D'abord prévus pour le 1er janvier 2007, les nouveaux tarifs de la SAAQ avaient été reportés au 1er janvier 2008. La SAAQ affirmait que son système informatique n'était pas prêt. Les esprits plus malins avaient conclu que la SAAQ avait tout simplement cédé à la pression des libéraux, qui ne voulaient pas froisser l'électorat à l'approche des élections du printemps 2007.
L'assurance automobile coûte moins cher au Québec qu'ailleurs au Canada. Selon le Bureau d'assurance du Canada, en 2006, un conducteur québécois payait environ 698 $ par année (SAAQ + assurance matérielle). Or pour une couverture semblable, le coût total en Ontario était de 1296 $, comparativement à 990 $ au Manitoba et 911 $ au Nouveau-Brunswick.
Pour les propriétaires de voitures, la hausse touchera surtout le permis de conduire, qui passe de 43 $ à 58 $. L'immatriculation bouge à peine, passant de 255 $ à 257 $.
Les motos frappées de plein fouet
Chez les motocyclistes, la grogne a été plus forte. Le permis de conduire pour véhicule avec classe moto passe de 43 $ à 96 $. Quant à l'immatriculation d'une moto, elle passe de 320 $ à 667 $ pour un modèle sport de 401 cc et plus, et de 320 $ à 416 $ pour un modèle régulier. «C'est pas que les motos ont beaucoup plus d'accidents», dit M. Harbour, selon lequel les motocyclistes paient moins de 25 % des coûts du régime qui leur sont attribués. «Mais c'est que la sévérité des blessures est beaucoup plus grande.»
Les motocyclistes n'en reviennent toujours pas.
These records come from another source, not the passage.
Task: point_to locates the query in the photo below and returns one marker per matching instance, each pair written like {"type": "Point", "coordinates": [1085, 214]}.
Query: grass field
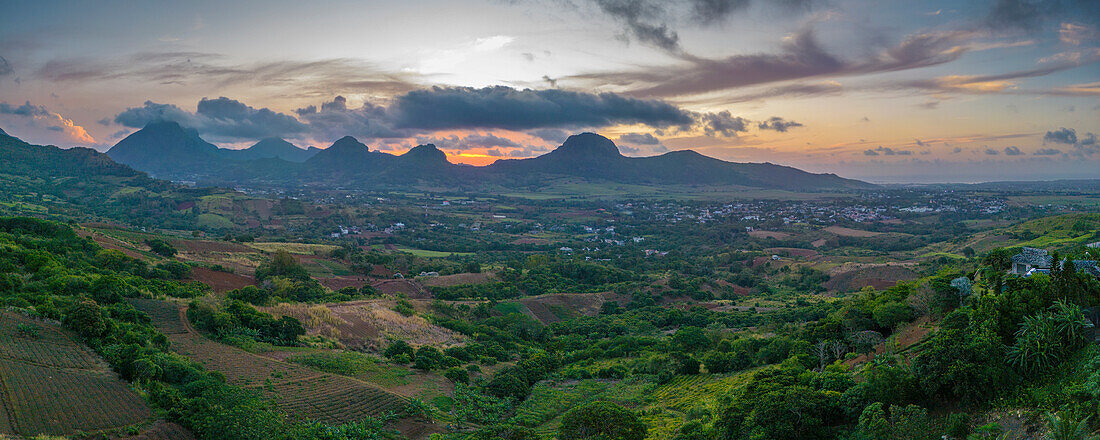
{"type": "Point", "coordinates": [432, 254]}
{"type": "Point", "coordinates": [664, 408]}
{"type": "Point", "coordinates": [297, 391]}
{"type": "Point", "coordinates": [52, 385]}
{"type": "Point", "coordinates": [300, 249]}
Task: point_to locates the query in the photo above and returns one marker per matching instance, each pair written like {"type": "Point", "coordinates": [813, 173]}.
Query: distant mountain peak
{"type": "Point", "coordinates": [271, 147]}
{"type": "Point", "coordinates": [427, 153]}
{"type": "Point", "coordinates": [348, 142]}
{"type": "Point", "coordinates": [589, 145]}
{"type": "Point", "coordinates": [162, 146]}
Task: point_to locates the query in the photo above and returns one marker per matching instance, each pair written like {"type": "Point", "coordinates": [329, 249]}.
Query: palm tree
{"type": "Point", "coordinates": [1066, 428]}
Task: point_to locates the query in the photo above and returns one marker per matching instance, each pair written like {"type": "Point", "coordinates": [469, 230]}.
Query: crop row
{"type": "Point", "coordinates": [59, 402]}
{"type": "Point", "coordinates": [239, 366]}
{"type": "Point", "coordinates": [26, 340]}
{"type": "Point", "coordinates": [164, 315]}
{"type": "Point", "coordinates": [333, 399]}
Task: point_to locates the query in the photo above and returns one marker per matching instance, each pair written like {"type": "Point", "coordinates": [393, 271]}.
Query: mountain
{"type": "Point", "coordinates": [169, 151]}
{"type": "Point", "coordinates": [593, 156]}
{"type": "Point", "coordinates": [271, 147]}
{"type": "Point", "coordinates": [164, 147]}
{"type": "Point", "coordinates": [349, 156]}
{"type": "Point", "coordinates": [80, 184]}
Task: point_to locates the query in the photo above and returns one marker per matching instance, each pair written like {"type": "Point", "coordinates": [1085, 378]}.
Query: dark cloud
{"type": "Point", "coordinates": [639, 139]}
{"type": "Point", "coordinates": [1030, 14]}
{"type": "Point", "coordinates": [651, 21]}
{"type": "Point", "coordinates": [887, 152]}
{"type": "Point", "coordinates": [221, 118]}
{"type": "Point", "coordinates": [793, 90]}
{"type": "Point", "coordinates": [523, 152]}
{"type": "Point", "coordinates": [39, 117]}
{"type": "Point", "coordinates": [26, 109]}
{"type": "Point", "coordinates": [1062, 135]}
{"type": "Point", "coordinates": [1087, 145]}
{"type": "Point", "coordinates": [554, 135]}
{"type": "Point", "coordinates": [778, 123]}
{"type": "Point", "coordinates": [471, 141]}
{"type": "Point", "coordinates": [723, 123]}
{"type": "Point", "coordinates": [138, 117]}
{"type": "Point", "coordinates": [802, 56]}
{"type": "Point", "coordinates": [642, 21]}
{"type": "Point", "coordinates": [213, 73]}
{"type": "Point", "coordinates": [229, 118]}
{"type": "Point", "coordinates": [507, 108]}
{"type": "Point", "coordinates": [334, 120]}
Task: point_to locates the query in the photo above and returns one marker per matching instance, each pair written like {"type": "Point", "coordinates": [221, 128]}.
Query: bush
{"type": "Point", "coordinates": [458, 375]}
{"type": "Point", "coordinates": [398, 348]}
{"type": "Point", "coordinates": [161, 248]}
{"type": "Point", "coordinates": [404, 307]}
{"type": "Point", "coordinates": [428, 358]}
{"type": "Point", "coordinates": [601, 420]}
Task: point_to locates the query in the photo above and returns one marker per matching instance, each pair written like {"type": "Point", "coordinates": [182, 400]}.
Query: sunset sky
{"type": "Point", "coordinates": [889, 91]}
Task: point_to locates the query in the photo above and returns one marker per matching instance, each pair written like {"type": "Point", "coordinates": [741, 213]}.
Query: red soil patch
{"type": "Point", "coordinates": [110, 242]}
{"type": "Point", "coordinates": [542, 307]}
{"type": "Point", "coordinates": [341, 282]}
{"type": "Point", "coordinates": [805, 253]}
{"type": "Point", "coordinates": [407, 287]}
{"type": "Point", "coordinates": [850, 232]}
{"type": "Point", "coordinates": [904, 338]}
{"type": "Point", "coordinates": [769, 234]}
{"type": "Point", "coordinates": [381, 271]}
{"type": "Point", "coordinates": [206, 245]}
{"type": "Point", "coordinates": [528, 240]}
{"type": "Point", "coordinates": [220, 282]}
{"type": "Point", "coordinates": [447, 281]}
{"type": "Point", "coordinates": [163, 430]}
{"type": "Point", "coordinates": [878, 276]}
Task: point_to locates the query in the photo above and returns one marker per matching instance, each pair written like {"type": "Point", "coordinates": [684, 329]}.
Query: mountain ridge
{"type": "Point", "coordinates": [589, 156]}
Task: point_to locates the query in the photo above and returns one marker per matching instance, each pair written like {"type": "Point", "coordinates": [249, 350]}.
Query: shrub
{"type": "Point", "coordinates": [458, 375]}
{"type": "Point", "coordinates": [601, 420]}
{"type": "Point", "coordinates": [161, 248]}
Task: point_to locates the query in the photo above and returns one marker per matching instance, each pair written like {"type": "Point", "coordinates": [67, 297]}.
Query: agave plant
{"type": "Point", "coordinates": [1037, 343]}
{"type": "Point", "coordinates": [1063, 427]}
{"type": "Point", "coordinates": [1069, 321]}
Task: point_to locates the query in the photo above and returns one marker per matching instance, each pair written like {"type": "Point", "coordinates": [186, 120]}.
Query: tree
{"type": "Point", "coordinates": [282, 264]}
{"type": "Point", "coordinates": [890, 315]}
{"type": "Point", "coordinates": [601, 420]}
{"type": "Point", "coordinates": [428, 358]}
{"type": "Point", "coordinates": [458, 375]}
{"type": "Point", "coordinates": [690, 339]}
{"type": "Point", "coordinates": [398, 348]}
{"type": "Point", "coordinates": [87, 318]}
{"type": "Point", "coordinates": [161, 248]}
{"type": "Point", "coordinates": [1065, 427]}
Il ne devrait pas y avoir de catégorisation, plaident-ils. «Le problème, ce n'est pas la moto», dit Éric Bouchard, président de l'Association des concessionnaires de véhicules de loisir du Québec. «Le problème, c'est le conducteur.» Les accidents de moto sont le plus souvent causés par des voitures, ajoute-t-il.
Depuis 2006, dit-il, les ventes de motos ont chuté de 30 %. Sur environ 200 concessionnaires dans la province, «quelques dizaines» ont fermé, selon lui. «On a eu deux années difficiles, mais les choses sont maintenant au beau fixe», dit-il. «Il y a une acceptation passive [des hausses].»
Certes, le système québécois a fait ses preuves, dit M. Bouchard, et les finances de la SAAQ méritaient d'être réglées. «On a des responsabilités envers les générations futures», reconnaît-il. Il se dit toutefois en faveur d'un système qui récompenserait les conducteurs au dossier vierge. Cette idée n'est pas exclue à la SAAQ, mais il faut d'abord équilibrer les livres, dit M. Harbour.